Zuerst werden deine Dateien (.cpp, .h) geparst und analysiert, danach wird Maschinencode draus gemacht (.obj-Dateien) und zum Schluss werden diese Dateien mit der Library verknüpft und zu einer EXE gemacht.



> also eine dynmaische lib kann man bei anderen projekten wieder verwenden ? und mann muss sie en den ornder des compilers hinzufügen ?


Eine dynamische Library (=DLL) kann von mehreren Programmen benutzt werden bzw. auf sie zugegriffen werden.
Eine statische Library wird hingegen in die EXE miteingebunden, sodass andere Programme nicht darauf zugreifen können.



> eine statische lib muss ich beim projekt einfach mit "add to projekt" alle ".h" hinzugfügen und noch mit #incudle<**> angeben ?

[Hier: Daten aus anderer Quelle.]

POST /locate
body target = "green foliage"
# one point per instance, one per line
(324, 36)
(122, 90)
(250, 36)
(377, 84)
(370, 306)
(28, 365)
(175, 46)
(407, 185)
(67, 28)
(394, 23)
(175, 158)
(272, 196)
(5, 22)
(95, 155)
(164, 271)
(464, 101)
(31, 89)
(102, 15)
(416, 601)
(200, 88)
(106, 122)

Das hängt von deiner IDE ab (bei dir Dev-C++).
Ich habe nicht mehr Dev-C++ und weiß das auch nicht mehr.
Aber auf jeden Fall muss du noch Library bekannt geben, wahrscheinlich unter Build-Options oder so.


----------



## Crash Kid (17. Oktober 2010)

Hallo,

um eine lib bei Dev-C++ einzubinden musst du unter "Projekt-Optionen" die Registerkarte "Parameter" auswählen und bei "Linker:" die lib angeben. Egal in welchem Ordner sie ist.

gruß


----------